Mr Tyne became trustee and with his wife commenced Federal Court proceedings in early 2014. They claimed losses arising out of the same factual substratum as the discontinued claims in the Supreme Court. UBS applied to have the Federal Court proceedings stayed on grounds of abuse of process, Anshun and issue estoppel and res judicata. Because of the discontinuance and different parties involved, estoppel and res judicata grounds failed.

The question remaining for determination was whether the Federal Court proceedings were an abuse of process. The primary judge held that the trust could, and should, have brought its claims in the NSW proceedings and failed to give a proper explanation of why it had not done so, and permanently stayed the proceedings.

On appeal, a majority of the Full Federal Court held that the proceedings were not an abuse of process, primarily on the basis that the trust’s claims had not been decided on their merits. The minority judge inferred that Mr Tyne had identified a forensic advantage in discontinuing the trust’s claims in the NSW proceedings with a view to renewing them if Telesto’s claim was unsuccessful, delaying resolution of the dispute and increasing the costs incurred by UBS. That was an abuse of process, as to allow the proceedings to remain on foot would inflict manifest unfairness on UBS and bring the administration of justice into disrepute.
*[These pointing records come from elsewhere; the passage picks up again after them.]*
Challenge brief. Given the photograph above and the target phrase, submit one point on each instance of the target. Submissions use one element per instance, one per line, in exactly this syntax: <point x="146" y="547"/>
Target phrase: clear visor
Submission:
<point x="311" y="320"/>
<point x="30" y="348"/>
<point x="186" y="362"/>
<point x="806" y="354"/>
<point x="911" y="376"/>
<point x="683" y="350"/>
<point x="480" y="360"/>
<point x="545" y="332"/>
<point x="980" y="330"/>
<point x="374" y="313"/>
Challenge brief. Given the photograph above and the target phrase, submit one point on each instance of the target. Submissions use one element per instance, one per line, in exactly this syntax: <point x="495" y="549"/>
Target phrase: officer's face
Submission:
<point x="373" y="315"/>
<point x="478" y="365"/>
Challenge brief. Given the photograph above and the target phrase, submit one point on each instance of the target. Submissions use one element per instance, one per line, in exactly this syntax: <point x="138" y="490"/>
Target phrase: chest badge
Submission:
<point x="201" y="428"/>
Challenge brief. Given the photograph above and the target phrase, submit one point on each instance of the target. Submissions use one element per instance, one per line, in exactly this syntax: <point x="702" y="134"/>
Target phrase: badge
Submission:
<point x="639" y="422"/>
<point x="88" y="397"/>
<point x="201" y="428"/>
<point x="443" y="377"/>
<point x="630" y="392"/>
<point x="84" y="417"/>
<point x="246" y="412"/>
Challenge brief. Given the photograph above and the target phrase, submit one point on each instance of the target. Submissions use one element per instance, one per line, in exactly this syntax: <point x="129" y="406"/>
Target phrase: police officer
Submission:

The majority judgments in the High Court (Keifel CJ, Bell and Keane JJ at [1]-[60] and Gageler J at [61]-[82]) arrived at the same conclusion as the minority in the Full Federal Court. The permanent stay was reinstated, notably based on the “overarching purpose” of the conduct of civil litigation in the Federal Court, to facilitate the just resolution of disputes according to law as quickly, inexpensively and efficiently as possible, and the public as well as private interests involved in achieving that purpose.

Reciprocally, the minority judgments in the High Court (Nettle and Edelman JJ at [83]-[124], and Gordon J at [125]-[170]) were conformable with the majority in the Full Court. There was no abuse of process and no stay was justified, given in particular the trust’s right under the court rules to discontinue the NSW proceedings without prejudice to its right to commence fresh proceedings for the same cause of action, the absence of excessive delay by it and the different relief claimed in the different proceedings.


Legal practitioners have generally now for some years been careful to consider what related claims should properly be brought together to avoid being prevented from bringing them separately later by Anshun estoppel ( Port of Melbourne Authority v Anshun Pty Ltd (1981) 147 CLR 589; [1981] HCA 45.

Equally it is recognised that abuse of process is inherently broader and more flexible than Anshun or issue estoppel, and available to relieve against injustice to a party or impairment to the system of administration of justice which might otherwise be occasioned in circumstances where a party to a subsequent proceeding is not bound by an estoppel (Tomlinson v Ramsey Food Processing Pty Ltd (2015) 256 CLR 507; [2015] HCA 28 at [25]).

What has not been widely appreciated or agreed is the weight which should be given to the overarching purpose requirements of the Federal Court (and near identical requirements in all other superior courts), when considering whether proceedings amount to an abuse of process.

The outcome in USB v Tyne suggests that even greater caution is now required at the outset and throughout the conduct of litigation to ensure that forensic decisions taken are not only conformable with court rules and principles of estoppel and res judicata. They also need to be justified and justifiable as compliant with the overarching purpose, so that extra cost and or delay to a party and/or to the Court administering justice cannot be used to stay proceedings without any determination on the merits.

One final piece of irrelevant trivia from the world of data analytics. Overall in USB v Tyne:

  • 40% of the (5) female judges considering the matter found abuse of process, while 60% did not.
  • 66% of the (6) male judges considering the matter found abuse of process, while 34% did not.